Das Unternehmen richtete im August 2008 eine betriebliche Altersversorgung für zwei Prokuristen, die über eine rückgedeckte Gruppenunterstützungskasse durchgeführt wurde, ein. Es handelte sich um arbeitgeberfinanzierte Versorgungen, für die die gesetzlichen Unverfallbarkeitsfristen gelten sollten. Am 1. August 2011 wurde über das Vermögen des Unternehmens das Insolvenzverfahren eröffnet. Die Anwartschaften der Prokuristen waren zu diesem Zeitpunkt noch nicht gesetzlich unverfallbar. Aufgrund der Zuwendungen des Trägerunternehmens waren Rückkaufswerte i.

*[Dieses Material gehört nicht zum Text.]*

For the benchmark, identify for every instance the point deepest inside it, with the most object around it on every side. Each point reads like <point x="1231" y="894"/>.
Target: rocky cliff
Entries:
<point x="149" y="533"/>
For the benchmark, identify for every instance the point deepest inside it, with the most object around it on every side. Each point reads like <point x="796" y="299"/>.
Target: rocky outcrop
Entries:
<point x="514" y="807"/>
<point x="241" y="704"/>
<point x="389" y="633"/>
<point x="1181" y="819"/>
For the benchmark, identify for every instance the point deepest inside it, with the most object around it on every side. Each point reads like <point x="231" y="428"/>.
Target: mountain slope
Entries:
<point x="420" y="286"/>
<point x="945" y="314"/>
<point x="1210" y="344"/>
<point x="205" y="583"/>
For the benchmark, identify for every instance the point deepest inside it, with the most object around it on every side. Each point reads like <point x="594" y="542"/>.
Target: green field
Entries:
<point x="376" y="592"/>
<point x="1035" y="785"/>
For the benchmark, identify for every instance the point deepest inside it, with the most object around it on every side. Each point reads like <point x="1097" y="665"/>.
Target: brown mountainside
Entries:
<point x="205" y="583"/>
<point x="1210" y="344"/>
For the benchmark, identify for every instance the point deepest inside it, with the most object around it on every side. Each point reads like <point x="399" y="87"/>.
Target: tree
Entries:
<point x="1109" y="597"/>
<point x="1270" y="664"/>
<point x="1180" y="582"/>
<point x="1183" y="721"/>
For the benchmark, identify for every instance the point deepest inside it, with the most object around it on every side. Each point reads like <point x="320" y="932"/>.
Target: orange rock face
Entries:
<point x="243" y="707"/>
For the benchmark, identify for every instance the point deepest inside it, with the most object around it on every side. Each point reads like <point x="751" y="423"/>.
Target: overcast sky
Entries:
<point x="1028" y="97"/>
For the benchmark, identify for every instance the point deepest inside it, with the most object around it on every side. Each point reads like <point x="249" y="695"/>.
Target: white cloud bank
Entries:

H. v. 72.222,46 Euro im Segment des Trägerunternehmens der Unterstützungskasse vorhanden. Der Insolvenzverwalter kündigte die Mitgliedschaft des Unternehmens und forderte die Auszahlung der Rückkaufswerte. Die Satzung der Unterstützungskasse schloss einen Anspruch auf Rückgewähr der geleisteten Dotierung aus. Zu Recht meinten die Richter des BAG und unterschieden in ihrem Urteil 2 Konstellationen:

  1. Es gibt mindestens einen Versorgungsanwärter mit gesetzlich unverfallbaren Anwartschaften. Dann geht das gesamte Kassenvermögen, das dem Trägerunternehmen zuzuordnen ist, nach § 9 Abs. 3 S. 2 BetrAVG an den Pensions-Sicherungs-Verein (PSV).
  2. Es gibt keine Versorgungsempfänger bzw. Versorgungsanwärter mit einer gesetzlichen unverfallbaren Anwartschaft (der zu entscheidende Fall). Schließt die Satzung, wie im zu entscheidenden Fall, eine Rückgewähr der Zuwendungen – außer im Fall irrtümlich geleisteter Beiträge – explizit aus, dann kann der Insolvenzverwalter keine Auskehrung des Kassenvermögens verlangen.

Darüber hinaus kann nach Auffassung der BAG-Richter der Insolvenzverwalter weder eine Rückforderung aus dem Recht der Geschäftsbesorgung noch aus ungerechtfertigter Bereicherung oder Störung der Geschäftsgrundlage für sich geltend machen.

Fazit:

Das Urteil wird bei Gruppenunterstützungskassen für große Erleichterung sorgen. Allerdings nur bei denjenigen, deren Satzung den Anforderungen des Bundesarbeitsgerichts genügen.